Yeah, I agree. It is a policy decision.

> > Can't we introduce some SRCU lock / unlock into
> > file_start_write() / file_end_write() and then invoke synchronize_srcu()
> > during checkpoint after removing ignore marks? It will be much cheaper as
> > we don't have to flush all dirty data to disk and also writes can keep
> > flowing while we wait for outstanding writes straddling checkpoint to
> > complete. What do you think?
> 
> Maybe, but this is not enough.
> Note that my patches [1] are overlapping fsnotify_mark_srcu with
> file_start_write(), so we would need to overlay fsnotify_mark_srcu
> with this new "modify SRCU".
> 
> [1] https://github.com/amir73il/linux/commits/fanotify_pre_content

Yes, I know that and frankly, that is what I find somewhat ugly :) I'd rather
have the "modify SRCU" cover the whole region we need - which means
including the generation of PRE_MODIFY event.

> > The checkpoint would then do:
> > start gathering changes for both T and T+1
> > clear ignore marks
> > synchronize_srcu()
> > stop gathering changes for T and report them
> >
> > And in this case we would not need POST_WRITE as an event.
> >
> 
> Why then give up on the POST_WRITE events idea?
> Don't you think it could work?

So as we are discussing, the POST_WRITE event is not useful when we want to
handle crash safety. And if we have some other mechanism (like SRCU) which
is able to guarantee crash safety, then what is the benefit of POST_WRITE?
I'm not against POST_WRITE, I just don't see much value in it if we have
another mechanism to deal with events straddling checkpoint.
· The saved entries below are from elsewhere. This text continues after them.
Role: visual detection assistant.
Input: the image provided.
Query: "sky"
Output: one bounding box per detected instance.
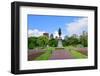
[28,15,88,39]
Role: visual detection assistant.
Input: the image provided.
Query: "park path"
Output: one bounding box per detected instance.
[50,50,74,60]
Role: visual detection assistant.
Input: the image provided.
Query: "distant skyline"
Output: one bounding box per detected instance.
[28,15,88,39]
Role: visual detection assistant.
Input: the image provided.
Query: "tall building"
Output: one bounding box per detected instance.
[50,34,54,39]
[43,33,49,38]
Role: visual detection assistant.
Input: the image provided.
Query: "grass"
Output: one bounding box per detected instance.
[69,50,87,58]
[35,47,55,60]
[65,46,87,59]
[33,46,87,60]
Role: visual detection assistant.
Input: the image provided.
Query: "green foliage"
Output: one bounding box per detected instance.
[67,36,79,45]
[63,34,79,46]
[63,31,88,47]
[69,50,87,58]
[28,31,88,49]
[28,37,38,49]
[37,36,49,48]
[65,46,87,58]
[76,44,84,48]
[48,38,57,47]
[35,47,54,60]
[80,31,88,47]
[28,42,34,49]
[35,51,51,60]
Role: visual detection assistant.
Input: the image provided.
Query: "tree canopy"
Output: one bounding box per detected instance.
[28,31,88,49]
[37,36,49,48]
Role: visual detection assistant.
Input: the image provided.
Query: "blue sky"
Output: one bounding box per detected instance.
[28,15,88,38]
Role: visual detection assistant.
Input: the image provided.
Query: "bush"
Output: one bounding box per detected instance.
[76,44,84,48]
[28,37,38,49]
[48,39,57,47]
[37,36,49,48]
[28,42,34,49]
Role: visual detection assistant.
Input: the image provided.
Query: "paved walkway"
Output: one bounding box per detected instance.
[50,50,74,60]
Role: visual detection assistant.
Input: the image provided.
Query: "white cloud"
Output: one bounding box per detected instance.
[66,18,88,36]
[53,31,59,38]
[28,29,45,37]
[53,31,65,39]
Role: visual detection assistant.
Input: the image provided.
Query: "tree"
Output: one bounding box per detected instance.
[48,39,57,47]
[62,40,67,47]
[37,36,49,47]
[80,31,88,47]
[63,34,79,46]
[28,37,38,49]
[70,34,79,45]
[63,36,69,46]
[28,42,34,49]
[62,31,88,47]
[58,28,61,37]
[64,36,68,41]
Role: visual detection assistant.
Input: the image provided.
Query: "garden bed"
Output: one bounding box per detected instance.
[28,49,45,61]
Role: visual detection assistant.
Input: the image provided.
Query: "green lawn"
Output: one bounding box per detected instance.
[65,46,87,59]
[69,50,87,58]
[33,46,87,60]
[35,47,55,60]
> > The technical problem I see is how to deal with AIO / io_uring because
> > SRCU needs to be released in the same context as it is acquired - that
> > would need to be consulted with Paul McKenney if we can make it work. And
> > another problem I see is that it might not be great to have this
> > system-wide as e.g. on networking filesystems or pipes writes can block for
> > really long.
> >
> > Final question is how to expose this to userspace because this
> > functionality would seem useful outside of filesystem notification space so
> > probably do not need to tie it to that.
> >
> > Or we could simplify our life somewhat and acquire SRCU when generating
> > PRE_WRITE and drop it when generating POST_WRITE. This would keep SRCU
> > within fsnotify and would mitigate the problems coming from system-wide
> > SRCU. OTOH it will create problems when PRE_WRITE gets generated and
> > POST_WRITE would not for some reason. Just branstorming here, I've not
> > really decided what's better...
> >
> 
> What if checkpoint only acquired (and released) exclusive sb_writers without
> flushing dirty data.
> Wouldn't that be equivalent to the synchronize_srcu() you suggested?
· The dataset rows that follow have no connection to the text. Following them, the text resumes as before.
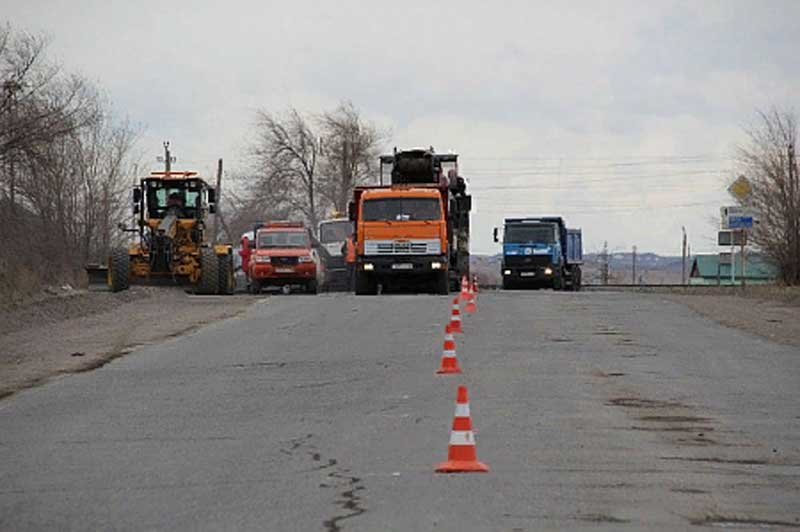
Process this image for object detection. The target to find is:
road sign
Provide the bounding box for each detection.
[728,175,752,200]
[720,206,757,230]
[718,230,746,246]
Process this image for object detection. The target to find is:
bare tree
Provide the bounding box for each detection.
[736,108,800,284]
[318,101,383,214]
[0,23,139,301]
[247,108,323,230]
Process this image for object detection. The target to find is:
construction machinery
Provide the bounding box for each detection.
[348,147,471,294]
[94,170,234,294]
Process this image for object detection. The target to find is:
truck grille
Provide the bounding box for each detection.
[364,239,441,255]
[272,256,298,265]
[506,255,551,268]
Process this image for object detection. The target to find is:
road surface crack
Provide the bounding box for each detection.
[322,470,366,532]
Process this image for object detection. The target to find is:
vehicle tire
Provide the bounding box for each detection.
[218,254,235,295]
[354,271,373,295]
[249,279,262,295]
[307,279,318,294]
[553,272,564,291]
[435,271,449,295]
[502,277,513,290]
[109,247,130,293]
[196,248,219,295]
[573,266,582,292]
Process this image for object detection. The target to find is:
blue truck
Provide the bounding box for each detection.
[493,217,583,290]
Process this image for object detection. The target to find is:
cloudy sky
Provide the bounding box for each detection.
[7,1,799,255]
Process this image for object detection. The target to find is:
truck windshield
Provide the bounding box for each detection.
[319,221,353,243]
[505,224,555,244]
[258,231,308,248]
[362,198,440,221]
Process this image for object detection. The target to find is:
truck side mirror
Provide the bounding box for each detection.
[132,187,142,203]
[207,188,216,204]
[209,204,216,214]
[133,204,140,215]
[493,227,499,243]
[348,201,356,221]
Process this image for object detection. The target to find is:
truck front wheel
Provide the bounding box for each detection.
[435,271,449,295]
[354,271,375,295]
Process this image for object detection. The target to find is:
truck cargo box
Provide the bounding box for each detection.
[566,229,583,264]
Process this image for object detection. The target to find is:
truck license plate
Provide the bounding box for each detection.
[392,263,413,270]
[520,272,536,277]
[276,267,294,273]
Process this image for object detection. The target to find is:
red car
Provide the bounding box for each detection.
[240,222,324,294]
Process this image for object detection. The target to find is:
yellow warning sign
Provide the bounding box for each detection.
[728,175,752,200]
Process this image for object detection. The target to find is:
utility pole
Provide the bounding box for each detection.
[681,226,687,285]
[632,245,637,285]
[789,142,799,283]
[601,241,609,285]
[163,141,172,172]
[213,158,223,243]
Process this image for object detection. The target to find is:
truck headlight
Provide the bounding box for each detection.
[298,255,313,263]
[255,255,271,263]
[431,261,442,270]
[544,267,553,275]
[503,269,511,276]
[363,263,374,271]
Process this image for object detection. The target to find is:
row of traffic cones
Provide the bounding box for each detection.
[435,276,488,473]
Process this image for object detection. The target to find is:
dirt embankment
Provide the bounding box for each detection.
[0,287,257,400]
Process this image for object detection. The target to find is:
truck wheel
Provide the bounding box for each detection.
[109,247,130,293]
[249,279,262,295]
[218,254,235,295]
[502,277,512,290]
[307,279,318,294]
[354,271,373,295]
[196,248,219,295]
[573,266,582,292]
[435,271,449,295]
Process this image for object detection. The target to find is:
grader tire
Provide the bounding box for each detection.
[109,247,130,293]
[218,254,235,295]
[196,248,220,295]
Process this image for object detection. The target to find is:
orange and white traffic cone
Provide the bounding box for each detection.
[465,292,477,314]
[449,297,463,333]
[436,385,489,473]
[436,325,462,374]
[459,275,470,301]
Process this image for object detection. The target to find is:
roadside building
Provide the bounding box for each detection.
[689,254,778,285]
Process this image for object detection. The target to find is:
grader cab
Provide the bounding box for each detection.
[102,170,234,294]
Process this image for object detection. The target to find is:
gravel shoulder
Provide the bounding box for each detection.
[659,287,800,349]
[0,287,257,400]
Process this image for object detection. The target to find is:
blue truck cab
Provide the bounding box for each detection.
[493,217,583,290]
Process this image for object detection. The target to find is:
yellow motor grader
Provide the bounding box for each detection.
[96,170,234,294]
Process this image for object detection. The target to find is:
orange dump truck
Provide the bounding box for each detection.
[240,221,323,294]
[348,148,471,295]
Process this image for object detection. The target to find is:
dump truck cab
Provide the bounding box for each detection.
[349,148,471,295]
[495,217,582,290]
[243,221,322,294]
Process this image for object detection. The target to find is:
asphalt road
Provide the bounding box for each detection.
[1,291,799,531]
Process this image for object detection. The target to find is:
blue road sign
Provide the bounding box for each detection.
[728,215,753,229]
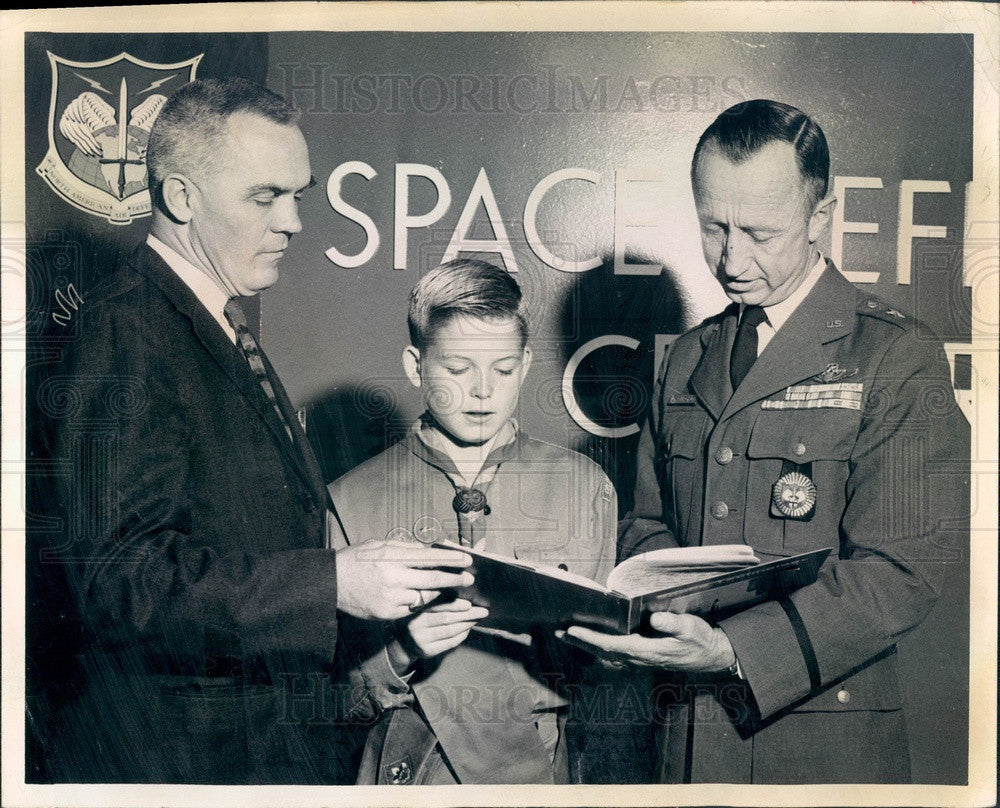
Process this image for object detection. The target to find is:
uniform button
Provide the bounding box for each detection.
[384,526,413,543]
[794,442,807,457]
[710,501,729,520]
[837,689,851,704]
[715,446,734,465]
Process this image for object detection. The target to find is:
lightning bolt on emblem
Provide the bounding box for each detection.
[137,74,178,96]
[71,71,112,95]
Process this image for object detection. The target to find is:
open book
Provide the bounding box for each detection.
[433,542,831,634]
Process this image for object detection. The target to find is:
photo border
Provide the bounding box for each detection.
[2,3,996,807]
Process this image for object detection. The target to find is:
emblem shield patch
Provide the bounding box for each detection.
[36,51,202,224]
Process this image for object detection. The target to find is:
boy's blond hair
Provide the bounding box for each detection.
[407,259,528,350]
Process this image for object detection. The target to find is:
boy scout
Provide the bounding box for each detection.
[564,100,970,783]
[328,259,618,784]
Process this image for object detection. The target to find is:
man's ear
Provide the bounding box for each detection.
[808,193,837,244]
[160,173,198,224]
[402,345,422,389]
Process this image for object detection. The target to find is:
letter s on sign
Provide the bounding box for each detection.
[325,161,380,269]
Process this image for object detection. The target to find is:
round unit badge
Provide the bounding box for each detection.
[772,471,817,518]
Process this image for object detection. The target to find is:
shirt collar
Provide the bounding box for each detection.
[409,416,519,487]
[147,234,236,343]
[749,253,827,332]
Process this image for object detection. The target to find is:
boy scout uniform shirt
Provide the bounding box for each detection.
[329,424,617,784]
[619,261,969,783]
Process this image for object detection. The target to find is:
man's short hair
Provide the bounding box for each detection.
[146,77,300,189]
[691,99,830,208]
[407,259,528,351]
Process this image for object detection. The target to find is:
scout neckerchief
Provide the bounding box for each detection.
[407,415,519,547]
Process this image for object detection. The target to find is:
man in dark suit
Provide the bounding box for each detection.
[563,100,969,782]
[37,78,471,784]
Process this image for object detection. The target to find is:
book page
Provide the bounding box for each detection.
[607,545,760,597]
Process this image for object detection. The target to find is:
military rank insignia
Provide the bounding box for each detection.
[771,471,817,519]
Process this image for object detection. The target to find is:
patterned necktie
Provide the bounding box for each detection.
[224,298,293,441]
[730,305,768,391]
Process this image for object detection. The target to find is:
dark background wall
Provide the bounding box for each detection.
[25,31,972,784]
[264,32,972,474]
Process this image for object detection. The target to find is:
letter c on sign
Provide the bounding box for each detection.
[562,335,640,438]
[524,168,602,273]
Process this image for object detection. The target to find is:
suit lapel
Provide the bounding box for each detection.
[131,245,327,505]
[721,262,856,421]
[689,305,738,421]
In terms of guarantees it would be equivalent. In terms of impact on the
system it will be considerably worse. Because SRCU allows new SRCU readers
to start while synchronize_srcu() is running - so in our case new writes
can freely run while we are waiting for pending writes to complete. So
impact of the synchronize_srcu() on system activity will be practically
unnoticeable. If we use sb_writers as you suggest, it will block all write
activity until all writes finish. Which can be significant amount of time
if you have e.g. write(1 GB of data) running.

								Honza
-- 
Jan Kara <jack@xxxxxxxx>
SUSE Labs, CR